Poet's dream. Odilon Redon. nd. Private collection.
Kansas is a universe of black asphalt and wheat crops. If you have ever driven across it, you will appreciate how the gift of a story well told made all the difference. For ten hours Martel’s storytelling held me, black asphalt and wheat crops notwithstanding. What is most remarkable to me about that first experience is how vividly the story has stayed with me. In part, its enduring immediacy arises out of the first person point of view of a sixteen-year-old Hindu-Christian-Muslim but it is more than that. It is the encyclopedic knowledge of animals and their habits that has followed me from Kansas. Annie Dillard was the first writer to do that for me. She described the death march of silk processionaries, the staggering gait of a crippled polyphemus moth, the cannibalistic love rites of praying mantis and scorched those images into my being. Martel, with another voice and another genre, creates the same intimate proximity to the natural world. A dense blue spray of flying fish, the Eden-like meerkats of an algae island, and a starving tiger named Richard Parker now play within my internal landscape. Very few stories affect me that way.

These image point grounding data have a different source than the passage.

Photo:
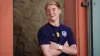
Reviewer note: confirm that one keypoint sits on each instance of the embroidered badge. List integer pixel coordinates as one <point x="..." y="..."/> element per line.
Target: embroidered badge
<point x="58" y="35"/>
<point x="64" y="33"/>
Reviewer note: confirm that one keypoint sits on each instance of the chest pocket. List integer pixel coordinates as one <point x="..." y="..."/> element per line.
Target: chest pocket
<point x="63" y="37"/>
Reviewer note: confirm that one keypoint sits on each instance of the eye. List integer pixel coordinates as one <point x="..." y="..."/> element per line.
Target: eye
<point x="47" y="10"/>
<point x="54" y="9"/>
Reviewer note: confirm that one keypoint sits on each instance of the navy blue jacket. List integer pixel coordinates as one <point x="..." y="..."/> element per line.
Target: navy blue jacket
<point x="47" y="33"/>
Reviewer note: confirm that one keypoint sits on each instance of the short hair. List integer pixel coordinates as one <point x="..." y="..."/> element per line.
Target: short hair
<point x="53" y="3"/>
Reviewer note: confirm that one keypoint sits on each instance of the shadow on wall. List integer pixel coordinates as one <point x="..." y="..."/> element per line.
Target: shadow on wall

My second encounter with Life of Pi came this December shortly after the publication of the illustrated version. I read the text while waiting in the emergency department of the New York-Presbyterian Hospital. My ten hour journey with Pi from Missouri to Colorado became my ten hour sojourn in the borderland of urban emergency medical care. I completed the book around one in the morning next to the nurse’s station, surrounded by gurneys, chirping cardiac equipment and the remains of a turkey on white bread sandwich. If you have waited for hours in a hospital emergency room, you will appreciate how the gift of a story well told made all the difference, gurneys and chirping equipment notwithstanding.